I have a question about this wonderful article, and enjoy reading new writing from Jules. His book about Pt. Reyes is one of my favorites! Anyway, I had thought, and this has been borne our by my experience as a WildCare & Hungry Owl Project volunteer cleaning hawk pellets out of cages…that only the owls have bones and teeth in their pellets. Hawk pellets have only fur in them. Not sure where Kites fit into that because I’ve never cleaned up Kite pellets! Do Kites have similar digestion as owls and thus do not process the bones and teeth? Owls don’t have crops to predigest food, so I imagine that is one part of the reason why their pellets contain bones, teeth and insect exoskeletons. I’ve always been fascinated by the fact that hawks do digest the bones and owls don’t – why? How do owls get their calcium? I’ve never found a definitive answer to these questions. I’ve decided that owls MUST be removing some calcium from the bones before ejecting the pellet, and that it borne up by the fact that misguided people who find baby owls and feed them hamburger, or other inappropriate foods, end up causing them to have metabolic bone disease if they don’t turn them over to a wildlife hospital in time. Thanks for any insights that can be provided!

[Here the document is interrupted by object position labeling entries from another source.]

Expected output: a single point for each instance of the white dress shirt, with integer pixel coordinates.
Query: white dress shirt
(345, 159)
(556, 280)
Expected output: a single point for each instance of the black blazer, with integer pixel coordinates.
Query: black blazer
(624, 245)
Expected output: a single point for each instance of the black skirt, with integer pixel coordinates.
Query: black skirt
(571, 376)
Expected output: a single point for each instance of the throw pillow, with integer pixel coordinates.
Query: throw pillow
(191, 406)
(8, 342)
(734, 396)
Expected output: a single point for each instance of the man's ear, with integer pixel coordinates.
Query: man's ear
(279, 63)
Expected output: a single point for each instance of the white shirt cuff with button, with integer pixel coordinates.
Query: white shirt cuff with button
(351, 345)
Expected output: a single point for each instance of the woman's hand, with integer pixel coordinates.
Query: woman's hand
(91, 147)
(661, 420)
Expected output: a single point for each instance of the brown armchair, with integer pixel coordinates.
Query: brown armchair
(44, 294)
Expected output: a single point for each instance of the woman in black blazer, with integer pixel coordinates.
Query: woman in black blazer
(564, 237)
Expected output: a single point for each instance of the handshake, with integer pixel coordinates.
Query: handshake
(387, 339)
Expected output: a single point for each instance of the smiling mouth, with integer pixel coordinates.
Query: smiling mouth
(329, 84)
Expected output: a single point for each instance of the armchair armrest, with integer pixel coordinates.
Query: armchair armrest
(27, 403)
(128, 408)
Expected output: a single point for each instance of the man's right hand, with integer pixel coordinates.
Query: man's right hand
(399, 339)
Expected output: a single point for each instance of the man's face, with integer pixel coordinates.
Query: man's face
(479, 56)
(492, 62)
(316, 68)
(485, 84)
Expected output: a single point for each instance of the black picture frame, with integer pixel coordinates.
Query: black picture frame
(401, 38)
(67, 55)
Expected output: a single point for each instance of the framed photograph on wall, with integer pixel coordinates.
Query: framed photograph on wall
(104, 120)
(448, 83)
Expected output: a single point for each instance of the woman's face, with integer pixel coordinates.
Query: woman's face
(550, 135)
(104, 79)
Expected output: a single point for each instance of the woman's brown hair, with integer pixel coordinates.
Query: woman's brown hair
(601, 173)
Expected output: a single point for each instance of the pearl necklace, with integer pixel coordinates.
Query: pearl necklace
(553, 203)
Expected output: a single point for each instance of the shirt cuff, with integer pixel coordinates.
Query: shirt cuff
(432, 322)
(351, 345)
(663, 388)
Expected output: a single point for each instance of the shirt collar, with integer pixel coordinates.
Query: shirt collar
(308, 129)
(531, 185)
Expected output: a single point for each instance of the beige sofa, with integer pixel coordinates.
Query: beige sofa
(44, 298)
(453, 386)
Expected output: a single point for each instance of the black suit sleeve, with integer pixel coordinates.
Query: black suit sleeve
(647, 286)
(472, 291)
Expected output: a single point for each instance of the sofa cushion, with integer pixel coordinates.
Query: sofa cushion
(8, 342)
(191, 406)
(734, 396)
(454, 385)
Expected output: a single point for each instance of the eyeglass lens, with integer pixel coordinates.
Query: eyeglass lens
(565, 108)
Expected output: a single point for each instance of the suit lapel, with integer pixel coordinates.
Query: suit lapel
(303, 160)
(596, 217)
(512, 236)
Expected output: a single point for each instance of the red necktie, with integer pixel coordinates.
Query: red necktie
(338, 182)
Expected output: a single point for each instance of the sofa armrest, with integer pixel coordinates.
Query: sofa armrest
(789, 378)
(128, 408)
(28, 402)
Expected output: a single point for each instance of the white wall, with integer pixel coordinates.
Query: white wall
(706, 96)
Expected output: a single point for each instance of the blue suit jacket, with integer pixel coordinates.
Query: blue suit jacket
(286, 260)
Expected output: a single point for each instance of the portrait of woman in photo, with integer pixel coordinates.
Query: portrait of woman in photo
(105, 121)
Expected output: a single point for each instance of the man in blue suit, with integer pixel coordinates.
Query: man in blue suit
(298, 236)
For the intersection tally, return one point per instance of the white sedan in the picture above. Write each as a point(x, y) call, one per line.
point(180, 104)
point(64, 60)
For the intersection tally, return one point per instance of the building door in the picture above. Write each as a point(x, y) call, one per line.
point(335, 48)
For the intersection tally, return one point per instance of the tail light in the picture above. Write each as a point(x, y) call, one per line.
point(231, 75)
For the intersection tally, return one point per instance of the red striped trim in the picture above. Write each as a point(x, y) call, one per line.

Jules on April 5th, 2012 at 12:00 am

Intriguing question, Magwhls! Kite pellets do contain bone fragments, especially mandibles and teeth, but also vertebrae and occasionally skull fragments. According to my friend Hans Peeters (Owls of California and the West, U.C. Press. California Natural History Guide #93), kites are unique among the hawks in this regard. However, I believe I’ve found the exoskeletons of insects in pellets of the American Kestrel. Regarding the calcium question: Calcium is one of the most common minerals in the bodies of vertebrates (and invertebrates?)—nerve cells, tissue, blood all contain calcium—so I doubt that owls run a calcium deficit. That said, an article in the American Naturalist (vol. 144, No. 6, Dec. 1994) speculates that calcium is a limiting factor in reproduction of flying vertebrates, especially bats.